A structure containing at least one ether structure in its side chain, looking contains a main chain comprising a biodegradable polymer backbone, the biodegradable polymer backbone has the formula: (I)
-C _B -A- (I)
(Where
C _B represents a carbonate bond;
A is a C _1-8 alkylene group in which a hydrogen atom is replaced by at least one group —Y ;
Y is a formula: -LZ (wherein Z is a structure having at least one chain ether or cyclic ether, L is a linker between the main chain and Z, an alkylene group, an ether bond , A thioether bond, an ester bond, an amide bond, a urethane bond or a urea bond, or a group having a combination thereof, And a polymer containing a quaternary amine group) . In the above C _1-8 alkylene group, at least one carbon atom other than the carbon atom adjacent to C _B is replaced with a hetero atom selected from N, O or S, and / or C _{1- The} composition comprising the biocompatible polymer according to claim 1, wherein the hydrogen atom in the ₈ alkylene group is a group substituted with a lower alkyl group.
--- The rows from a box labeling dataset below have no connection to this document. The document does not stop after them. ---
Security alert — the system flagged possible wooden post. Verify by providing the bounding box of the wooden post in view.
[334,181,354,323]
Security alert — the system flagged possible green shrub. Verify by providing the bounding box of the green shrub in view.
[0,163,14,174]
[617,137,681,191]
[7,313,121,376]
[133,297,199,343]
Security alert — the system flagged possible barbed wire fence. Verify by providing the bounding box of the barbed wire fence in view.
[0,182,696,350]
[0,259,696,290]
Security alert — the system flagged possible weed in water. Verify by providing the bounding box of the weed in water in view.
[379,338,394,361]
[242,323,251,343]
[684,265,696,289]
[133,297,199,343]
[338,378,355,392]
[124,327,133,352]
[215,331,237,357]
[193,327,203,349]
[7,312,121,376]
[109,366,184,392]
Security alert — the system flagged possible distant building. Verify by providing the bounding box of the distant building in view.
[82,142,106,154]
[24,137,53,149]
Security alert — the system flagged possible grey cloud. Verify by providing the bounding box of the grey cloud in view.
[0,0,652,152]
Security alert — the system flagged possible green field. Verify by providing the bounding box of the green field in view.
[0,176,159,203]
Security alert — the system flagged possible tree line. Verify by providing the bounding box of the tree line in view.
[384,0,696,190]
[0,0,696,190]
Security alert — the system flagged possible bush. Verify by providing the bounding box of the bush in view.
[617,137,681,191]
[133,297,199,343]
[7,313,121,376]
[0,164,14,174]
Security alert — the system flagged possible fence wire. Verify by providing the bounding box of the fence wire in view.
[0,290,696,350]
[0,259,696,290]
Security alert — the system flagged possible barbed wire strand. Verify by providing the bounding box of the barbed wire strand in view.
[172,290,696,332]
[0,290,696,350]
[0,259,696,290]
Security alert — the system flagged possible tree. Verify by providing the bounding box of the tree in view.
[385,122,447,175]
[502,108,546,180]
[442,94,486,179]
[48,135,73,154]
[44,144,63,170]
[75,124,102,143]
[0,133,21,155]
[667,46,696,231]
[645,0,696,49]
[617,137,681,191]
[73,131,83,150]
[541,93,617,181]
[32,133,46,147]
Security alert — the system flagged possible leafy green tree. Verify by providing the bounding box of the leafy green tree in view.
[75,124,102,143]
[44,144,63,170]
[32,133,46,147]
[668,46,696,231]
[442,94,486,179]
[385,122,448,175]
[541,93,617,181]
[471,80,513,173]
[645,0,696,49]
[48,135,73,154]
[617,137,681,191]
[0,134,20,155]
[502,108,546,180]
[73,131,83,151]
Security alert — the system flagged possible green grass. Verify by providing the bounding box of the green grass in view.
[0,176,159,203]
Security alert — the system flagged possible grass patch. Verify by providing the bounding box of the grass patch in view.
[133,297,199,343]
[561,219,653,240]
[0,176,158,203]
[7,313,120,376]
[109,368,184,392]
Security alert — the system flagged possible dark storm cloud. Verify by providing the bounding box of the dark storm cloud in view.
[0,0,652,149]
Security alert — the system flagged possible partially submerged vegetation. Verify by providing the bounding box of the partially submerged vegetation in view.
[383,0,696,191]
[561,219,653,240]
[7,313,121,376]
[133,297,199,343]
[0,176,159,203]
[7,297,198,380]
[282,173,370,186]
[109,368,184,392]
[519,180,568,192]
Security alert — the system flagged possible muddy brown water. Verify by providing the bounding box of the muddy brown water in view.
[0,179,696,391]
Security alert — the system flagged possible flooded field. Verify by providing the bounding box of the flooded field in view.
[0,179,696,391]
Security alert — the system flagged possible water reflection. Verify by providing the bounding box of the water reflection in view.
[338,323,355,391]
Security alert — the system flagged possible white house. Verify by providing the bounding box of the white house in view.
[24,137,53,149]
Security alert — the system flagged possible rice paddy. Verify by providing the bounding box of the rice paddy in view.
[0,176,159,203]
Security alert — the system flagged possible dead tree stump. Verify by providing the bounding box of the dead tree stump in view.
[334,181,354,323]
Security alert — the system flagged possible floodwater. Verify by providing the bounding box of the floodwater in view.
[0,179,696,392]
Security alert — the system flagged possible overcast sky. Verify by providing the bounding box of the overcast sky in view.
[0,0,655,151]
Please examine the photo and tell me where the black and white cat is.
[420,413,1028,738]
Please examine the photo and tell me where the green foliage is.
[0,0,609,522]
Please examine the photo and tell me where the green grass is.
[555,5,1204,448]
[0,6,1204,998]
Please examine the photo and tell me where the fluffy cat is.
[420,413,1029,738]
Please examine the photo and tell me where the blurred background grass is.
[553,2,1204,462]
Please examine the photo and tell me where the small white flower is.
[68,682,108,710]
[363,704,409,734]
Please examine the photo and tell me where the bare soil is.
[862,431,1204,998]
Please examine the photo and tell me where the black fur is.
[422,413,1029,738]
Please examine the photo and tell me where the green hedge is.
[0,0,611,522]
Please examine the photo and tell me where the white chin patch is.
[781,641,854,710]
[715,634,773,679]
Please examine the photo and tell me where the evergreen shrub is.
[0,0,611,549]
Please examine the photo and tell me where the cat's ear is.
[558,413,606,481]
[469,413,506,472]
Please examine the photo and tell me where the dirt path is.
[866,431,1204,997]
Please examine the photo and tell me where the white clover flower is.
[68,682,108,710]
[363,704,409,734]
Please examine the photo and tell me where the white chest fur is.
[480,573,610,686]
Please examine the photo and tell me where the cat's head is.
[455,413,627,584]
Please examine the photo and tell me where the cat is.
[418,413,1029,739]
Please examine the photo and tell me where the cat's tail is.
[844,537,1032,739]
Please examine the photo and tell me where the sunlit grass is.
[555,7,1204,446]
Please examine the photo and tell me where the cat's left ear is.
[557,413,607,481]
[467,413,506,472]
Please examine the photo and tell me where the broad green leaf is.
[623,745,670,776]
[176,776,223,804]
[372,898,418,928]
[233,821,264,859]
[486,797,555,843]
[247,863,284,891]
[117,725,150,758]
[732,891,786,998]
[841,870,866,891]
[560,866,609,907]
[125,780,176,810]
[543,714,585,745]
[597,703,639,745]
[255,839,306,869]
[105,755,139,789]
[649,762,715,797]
The linker L is a group shown below:

The biocompatible polymer according to claim 1 , wherein the biocompatible polymer is selected from the group having a 1,2,3-triazole group at the bonding portion between the group and Z. Composition. Z represents the following formula (II):

[Wherein, l is an integer of 1 to 30, and U is a hydrogen atom or a linear or branched alkyl group having 5 or less carbon atoms,
Or the following formula (III):

(Wherein l ′ is a group represented by 1 to 5), or a group represented by
Alternatively, Z represents the following formula (IV):

[ Wherein l ″ is an integer of 1 to 5 ] ,
Alternatively, Z represents the following formula (V):

[ Wherein, M ′ is a hydrogen atom or a linear or branched alkyl group having 3 or less carbon atoms, and E and E ′ are each independently —O— or —CH ₂ —. However, at least one is —O—, and Q ′ and Q ″ each independently represent a hydrogen atom, a linear or branched alkyl having 6 or less carbon atoms, alkenyl or alkynyl, C _3-8. Represents alicyclic alkyl or benzyl, or Q ′ and Q ″ together form an alkylene group having 2 to 5 carbon atoms, and k and k ′ are each independently an integer of 0 to 2 a group represented by the is, compositions comprising a biocompatible polymer according to any one of claims 1 to 3. The biocompatibility according to any one of claims 1 to 4 , for suppressing a foreign body reaction to blood or tissue until it is decomposed when used in contact with tissue or blood in vivo. A composition comprising a functional polymer. The composition containing the biocompatible polymer as described in any one of Claims 1-4 used for the use which comprises at least one part of the whole medical device or the surface. The medical device corresponds to any one of a device used by being placed in a living body, a device used in contact with a living tissue, or a device used in contact with an in-vivo component taken out of the body. Item 7. A composition comprising the biocompatible polymer according to Item 6 . The medical device containing the composition containing the biocompatible polymer as described in any one of Claims 1-5 . The medical device according to claim 8 , which corresponds to any one of a device used by being placed in a living body, a device used in contact with a living tissue, or a device used in contact with an in-vivo component taken out of the body. Equipment.